Three games into the 2014 season — which would be Trestman’s last as coach — the Bears were 2-1 with dramatic back-to-back wins on opposite coasts against the San Francisco 49ers and New York Jets.
Most of the franchise-embarrassing moments that did in Trestman weren’t in the headlines yet.
So why bring him up?
The Bears are three weeks into their second season under coach John Fox. And it’s been ugly. Quarterbacks Brock Osweiler, Carson Wentz and Dak Prescott have had their way with them in their victories. And Aaron Rodgers still is on the schedule. Twice.
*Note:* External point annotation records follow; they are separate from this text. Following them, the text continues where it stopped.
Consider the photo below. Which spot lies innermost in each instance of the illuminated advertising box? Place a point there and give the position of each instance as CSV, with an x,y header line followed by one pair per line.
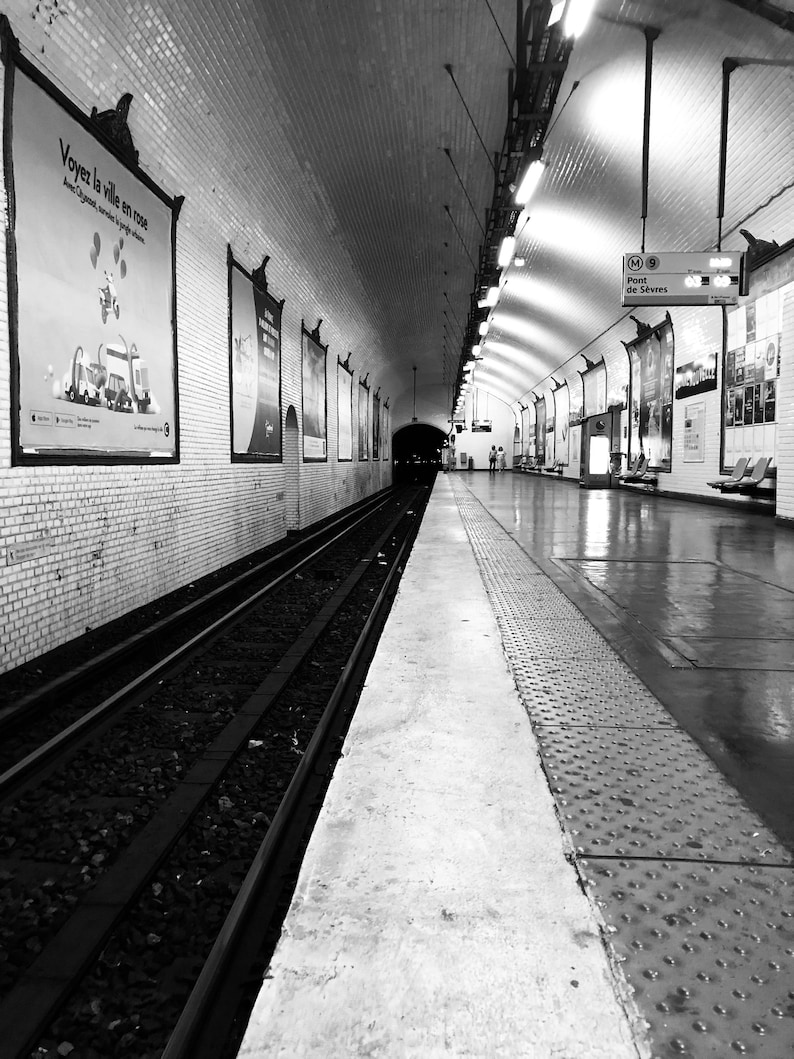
x,y
684,279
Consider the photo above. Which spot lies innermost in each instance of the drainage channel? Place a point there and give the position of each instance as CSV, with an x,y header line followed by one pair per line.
x,y
695,893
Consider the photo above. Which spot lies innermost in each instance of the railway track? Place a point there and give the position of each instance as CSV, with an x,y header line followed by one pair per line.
x,y
125,847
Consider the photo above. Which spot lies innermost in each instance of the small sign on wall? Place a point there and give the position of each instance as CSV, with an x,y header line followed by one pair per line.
x,y
695,423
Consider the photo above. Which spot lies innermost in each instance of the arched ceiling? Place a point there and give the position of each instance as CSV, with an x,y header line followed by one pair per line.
x,y
404,127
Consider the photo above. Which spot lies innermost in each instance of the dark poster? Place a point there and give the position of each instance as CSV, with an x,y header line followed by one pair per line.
x,y
90,255
314,404
376,427
255,333
363,423
654,354
698,376
540,431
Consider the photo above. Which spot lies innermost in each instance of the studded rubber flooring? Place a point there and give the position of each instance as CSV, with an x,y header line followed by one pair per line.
x,y
696,893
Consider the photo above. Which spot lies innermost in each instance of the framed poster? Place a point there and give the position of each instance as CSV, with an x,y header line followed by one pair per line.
x,y
90,253
254,366
376,427
344,412
314,397
651,357
386,430
363,422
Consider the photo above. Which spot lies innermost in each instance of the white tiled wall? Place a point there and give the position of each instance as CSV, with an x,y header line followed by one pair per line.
x,y
102,540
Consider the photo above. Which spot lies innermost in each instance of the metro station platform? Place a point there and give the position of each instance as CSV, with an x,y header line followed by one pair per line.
x,y
562,825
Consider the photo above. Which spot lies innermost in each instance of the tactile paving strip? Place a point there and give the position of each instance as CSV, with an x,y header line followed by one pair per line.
x,y
707,949
607,694
649,792
696,893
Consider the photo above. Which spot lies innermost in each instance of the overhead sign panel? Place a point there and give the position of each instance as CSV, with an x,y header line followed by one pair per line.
x,y
683,279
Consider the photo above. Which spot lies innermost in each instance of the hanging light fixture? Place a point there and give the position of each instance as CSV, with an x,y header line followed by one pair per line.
x,y
530,180
506,251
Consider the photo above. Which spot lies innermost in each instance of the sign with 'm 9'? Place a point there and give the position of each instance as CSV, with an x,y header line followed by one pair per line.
x,y
683,279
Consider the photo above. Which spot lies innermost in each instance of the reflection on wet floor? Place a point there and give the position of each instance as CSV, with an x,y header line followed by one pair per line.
x,y
709,585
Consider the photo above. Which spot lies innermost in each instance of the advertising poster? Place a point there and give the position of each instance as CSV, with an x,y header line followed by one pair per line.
x,y
561,404
255,357
376,427
697,377
363,422
653,356
344,412
93,319
540,431
386,430
695,422
314,426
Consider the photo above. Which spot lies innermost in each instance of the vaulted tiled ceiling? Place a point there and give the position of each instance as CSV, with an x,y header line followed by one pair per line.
x,y
399,108
371,129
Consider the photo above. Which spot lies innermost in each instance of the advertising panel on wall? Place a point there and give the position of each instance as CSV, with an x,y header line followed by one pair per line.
x,y
386,430
561,408
651,356
594,384
254,365
376,427
697,376
363,422
91,293
344,412
752,373
540,431
314,397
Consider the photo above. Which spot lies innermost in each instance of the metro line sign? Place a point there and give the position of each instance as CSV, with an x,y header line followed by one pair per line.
x,y
684,279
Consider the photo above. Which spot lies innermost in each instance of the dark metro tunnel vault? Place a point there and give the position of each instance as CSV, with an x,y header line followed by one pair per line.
x,y
418,451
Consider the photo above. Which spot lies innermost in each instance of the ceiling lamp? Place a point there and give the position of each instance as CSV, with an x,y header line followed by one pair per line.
x,y
529,181
577,15
506,251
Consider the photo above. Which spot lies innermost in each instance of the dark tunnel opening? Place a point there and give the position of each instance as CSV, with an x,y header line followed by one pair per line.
x,y
418,451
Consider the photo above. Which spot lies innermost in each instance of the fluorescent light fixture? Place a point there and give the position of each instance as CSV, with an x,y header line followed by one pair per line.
x,y
506,251
577,17
529,182
557,9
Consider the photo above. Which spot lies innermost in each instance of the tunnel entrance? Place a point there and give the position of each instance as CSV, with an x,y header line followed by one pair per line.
x,y
418,451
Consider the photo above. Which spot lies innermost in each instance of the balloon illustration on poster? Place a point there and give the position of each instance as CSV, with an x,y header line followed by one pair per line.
x,y
121,383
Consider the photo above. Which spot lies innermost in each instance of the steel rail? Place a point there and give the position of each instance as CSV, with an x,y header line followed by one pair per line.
x,y
33,763
14,716
42,988
182,1043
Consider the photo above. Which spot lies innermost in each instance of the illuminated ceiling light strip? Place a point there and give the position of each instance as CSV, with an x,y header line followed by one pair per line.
x,y
577,17
506,251
529,182
556,14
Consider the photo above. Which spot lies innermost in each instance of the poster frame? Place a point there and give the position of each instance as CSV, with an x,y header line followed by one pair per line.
x,y
313,337
113,137
257,280
635,432
343,364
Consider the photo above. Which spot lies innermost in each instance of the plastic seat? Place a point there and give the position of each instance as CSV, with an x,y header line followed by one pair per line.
x,y
639,469
746,485
740,469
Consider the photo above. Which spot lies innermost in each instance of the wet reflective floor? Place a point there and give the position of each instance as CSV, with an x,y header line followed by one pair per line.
x,y
698,599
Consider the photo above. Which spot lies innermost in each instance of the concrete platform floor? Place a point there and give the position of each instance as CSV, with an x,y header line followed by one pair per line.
x,y
438,912
589,883
698,599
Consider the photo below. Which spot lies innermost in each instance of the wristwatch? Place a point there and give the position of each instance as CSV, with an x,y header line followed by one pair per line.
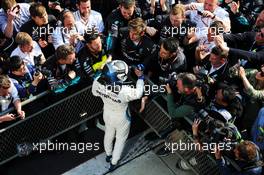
x,y
214,17
195,137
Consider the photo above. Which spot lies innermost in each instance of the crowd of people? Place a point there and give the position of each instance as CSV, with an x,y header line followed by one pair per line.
x,y
211,53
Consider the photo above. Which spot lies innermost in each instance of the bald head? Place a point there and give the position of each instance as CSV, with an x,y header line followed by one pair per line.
x,y
210,5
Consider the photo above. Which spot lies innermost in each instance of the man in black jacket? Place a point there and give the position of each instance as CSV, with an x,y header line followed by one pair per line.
x,y
40,27
253,51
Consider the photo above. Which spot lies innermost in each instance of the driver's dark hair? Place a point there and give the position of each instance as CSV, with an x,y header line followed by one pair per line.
x,y
170,44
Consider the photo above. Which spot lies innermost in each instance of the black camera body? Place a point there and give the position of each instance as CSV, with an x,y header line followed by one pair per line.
x,y
171,79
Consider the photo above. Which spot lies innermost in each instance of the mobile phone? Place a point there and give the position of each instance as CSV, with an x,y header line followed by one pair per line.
x,y
199,12
16,116
16,7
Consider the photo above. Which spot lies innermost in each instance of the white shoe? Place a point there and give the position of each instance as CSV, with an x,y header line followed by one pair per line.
x,y
99,125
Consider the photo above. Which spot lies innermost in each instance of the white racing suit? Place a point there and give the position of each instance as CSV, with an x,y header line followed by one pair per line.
x,y
116,115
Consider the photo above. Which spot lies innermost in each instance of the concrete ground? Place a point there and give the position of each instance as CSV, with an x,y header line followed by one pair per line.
x,y
138,159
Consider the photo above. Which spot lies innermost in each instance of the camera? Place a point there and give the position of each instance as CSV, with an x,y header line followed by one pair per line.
x,y
171,79
140,67
199,12
234,71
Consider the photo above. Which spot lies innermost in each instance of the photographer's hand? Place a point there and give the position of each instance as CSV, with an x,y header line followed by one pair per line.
x,y
195,126
218,154
21,114
42,43
37,78
72,74
143,104
235,7
219,41
139,73
151,31
208,14
168,89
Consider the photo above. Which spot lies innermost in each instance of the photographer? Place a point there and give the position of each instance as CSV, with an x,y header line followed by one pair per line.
x,y
253,81
64,69
89,18
203,14
253,51
247,157
206,42
12,16
24,77
169,59
68,31
191,97
40,28
28,49
93,55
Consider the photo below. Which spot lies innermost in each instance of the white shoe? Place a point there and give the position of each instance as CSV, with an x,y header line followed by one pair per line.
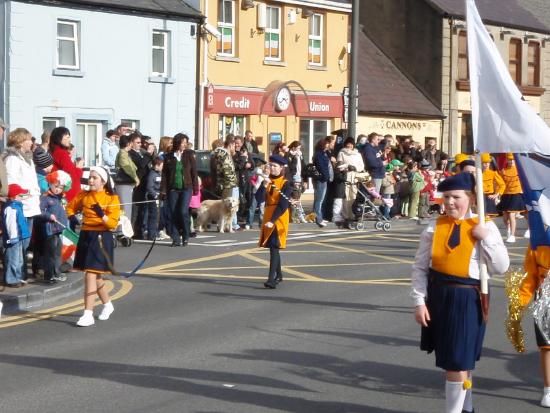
x,y
106,312
86,320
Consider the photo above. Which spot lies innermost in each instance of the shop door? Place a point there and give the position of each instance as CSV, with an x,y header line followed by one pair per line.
x,y
88,142
311,131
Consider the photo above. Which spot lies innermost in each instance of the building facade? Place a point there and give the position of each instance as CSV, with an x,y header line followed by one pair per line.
x,y
433,55
90,66
278,68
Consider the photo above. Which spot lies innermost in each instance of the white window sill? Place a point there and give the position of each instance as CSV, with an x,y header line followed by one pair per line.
x,y
68,73
274,63
228,59
315,67
161,79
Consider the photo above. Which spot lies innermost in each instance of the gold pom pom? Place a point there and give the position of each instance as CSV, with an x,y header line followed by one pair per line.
x,y
514,331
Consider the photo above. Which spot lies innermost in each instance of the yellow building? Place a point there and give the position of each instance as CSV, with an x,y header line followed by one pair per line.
x,y
278,68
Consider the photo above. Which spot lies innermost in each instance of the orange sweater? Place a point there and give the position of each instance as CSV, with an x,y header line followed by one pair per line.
x,y
91,221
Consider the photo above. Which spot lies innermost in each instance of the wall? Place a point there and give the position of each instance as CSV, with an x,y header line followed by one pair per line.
x,y
409,32
115,61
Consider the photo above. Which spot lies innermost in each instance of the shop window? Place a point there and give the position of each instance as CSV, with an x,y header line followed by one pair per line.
x,y
311,131
533,64
68,45
231,124
272,47
514,62
315,50
226,27
88,141
466,134
463,71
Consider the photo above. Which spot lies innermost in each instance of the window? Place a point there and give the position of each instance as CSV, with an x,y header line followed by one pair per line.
x,y
231,124
68,50
88,141
49,124
463,71
226,26
272,47
514,64
533,64
315,50
160,53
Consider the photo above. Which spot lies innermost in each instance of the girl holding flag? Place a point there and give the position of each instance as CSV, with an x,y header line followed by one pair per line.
x,y
446,287
94,253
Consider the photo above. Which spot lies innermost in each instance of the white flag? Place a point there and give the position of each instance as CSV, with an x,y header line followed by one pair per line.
x,y
501,120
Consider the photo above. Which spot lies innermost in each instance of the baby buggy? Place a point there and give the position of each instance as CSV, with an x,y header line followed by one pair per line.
x,y
366,207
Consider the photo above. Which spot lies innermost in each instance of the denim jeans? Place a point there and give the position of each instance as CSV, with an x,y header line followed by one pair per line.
x,y
319,192
13,263
178,203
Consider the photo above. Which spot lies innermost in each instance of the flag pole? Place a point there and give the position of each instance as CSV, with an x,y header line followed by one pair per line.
x,y
483,274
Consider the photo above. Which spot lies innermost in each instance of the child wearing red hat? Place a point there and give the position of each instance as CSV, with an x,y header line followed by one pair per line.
x,y
14,231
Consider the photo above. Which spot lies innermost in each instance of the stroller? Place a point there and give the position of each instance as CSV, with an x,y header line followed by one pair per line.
x,y
365,209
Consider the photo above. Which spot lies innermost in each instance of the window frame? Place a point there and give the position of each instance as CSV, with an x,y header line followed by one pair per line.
x,y
269,31
165,48
533,64
320,37
516,60
76,41
224,25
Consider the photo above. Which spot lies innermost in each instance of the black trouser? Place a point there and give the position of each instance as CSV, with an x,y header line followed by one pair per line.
x,y
275,272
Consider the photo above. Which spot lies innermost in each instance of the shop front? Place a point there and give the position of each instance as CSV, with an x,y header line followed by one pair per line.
x,y
280,114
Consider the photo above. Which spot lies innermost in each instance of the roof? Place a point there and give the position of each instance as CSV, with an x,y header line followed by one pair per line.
x,y
171,8
532,15
385,90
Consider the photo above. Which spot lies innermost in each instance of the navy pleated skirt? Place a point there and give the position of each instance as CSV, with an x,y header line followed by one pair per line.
x,y
456,329
511,203
89,256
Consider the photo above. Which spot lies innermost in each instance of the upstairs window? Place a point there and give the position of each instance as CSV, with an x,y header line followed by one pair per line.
x,y
315,49
226,26
68,47
272,47
533,64
514,60
463,70
160,53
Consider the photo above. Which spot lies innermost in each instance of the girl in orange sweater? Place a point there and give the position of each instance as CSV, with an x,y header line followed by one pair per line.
x,y
94,253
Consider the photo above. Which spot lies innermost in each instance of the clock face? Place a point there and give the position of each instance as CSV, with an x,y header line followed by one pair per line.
x,y
282,100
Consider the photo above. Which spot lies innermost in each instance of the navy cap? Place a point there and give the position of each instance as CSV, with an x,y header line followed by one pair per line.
x,y
463,180
278,159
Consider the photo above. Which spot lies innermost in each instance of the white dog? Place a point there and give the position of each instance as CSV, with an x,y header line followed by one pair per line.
x,y
220,211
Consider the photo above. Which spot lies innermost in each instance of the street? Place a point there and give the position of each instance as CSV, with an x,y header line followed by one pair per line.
x,y
195,331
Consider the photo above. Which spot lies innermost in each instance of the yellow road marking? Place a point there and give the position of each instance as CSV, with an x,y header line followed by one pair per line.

“At this stage, all I know is when it’s not going well, you either give up, give in or just give it your all,” Fox said after the Cowboys pummeled the Bears 31-17 at AT&T Stadium on Sunday night. “I think we’ve got the right guys in that locker room and I think we’ll improve for it.”
The Bears find themselves among the laughingstocks of the NFL. They are 0-3. So are the Browns and Jaguars. That’s humbling company and the Bears joined it in humbling fashion with losses to Osweiler, Wentz and Prescott.
Last year, the Bears started off 0-3, but those losses came against the Packers, Cardinals and Seahawks.
“It’s not really where you start,” Fox said. “It’s frustrating. I’d rather be 3-0. But that’s not reality. We’ll just strap it up and get ready for next week.”
To be fair, Trestman had a better team than Fox. The expectations were different. In 2014, the Bears were a “win-now” team with productive veterans.
That said, improvements of some sort still were expected in Year 2 under Fox. It’s what he does, right? It the main reason why chairman George McCaskey and president Ted Phillips said they hired him, wasn’t it?
Instead, the Bears reek of being unprepared. Forget about their talent level and multitude of injuries. They aren’t being put in positions to succeed as players and coaches often say they are.
Case in point: The Cowboys controlled the ball for 21 minutes, 47 seconds in the first half compared to the Bears’ 8 minutes, 13 seconds. The Cowboys had 274 yards to the Bears’ 114 in the first half. Brian Hoyer’s first snap in place of Jay Cutler was a botched play that ended in a one-yard loss.
“We got to play better,” tight end Zach Miller said. “We got to continue to work, continue to fight. And we’ve got to figure it out it fast.”
The Bears were better in the second half, and players pointed to that perseverance, but as Hoyer said afterward, “there are no moral victories in this league.”
Prescott looked like Troy Aikman in prime-time, completing 19 of 24 passes for a touchdown and a 123.6 passer rating. He was worth watching.
And Trestman’s Bears were worth watching. Even his downfall made for tragic, compelling theater. But what about Fox’s Bears?
Their woes are different, if not worse. Fox’s under-promise and over-deliver mantra needs to turn into a promise to deliver. The Bears’ faithful aren’t only restless, but turning away. The apathy is 100 percent real.
There were 2,055 unused tickets for the home opener against the Eagles.
And all the empty seats didn’t mean fans were watching “Monday Night Football” in their living rooms. The Bears’ ugly 29-14 loss against the Eagles generated the worst Week 2 overnight rating for Monday night game in years.
How many television sets were turned off in the Chicago area on Sunday night? Why care?
Fox’s first season with the Broncos featured a six-game winning streak that made up for a 2-5 start and led to playoff appearance.
Anything can happen. But first, the Bears need to make something good happen.
“We’ve got 13 left to go,” Fox said. “We’ll see how it goes.”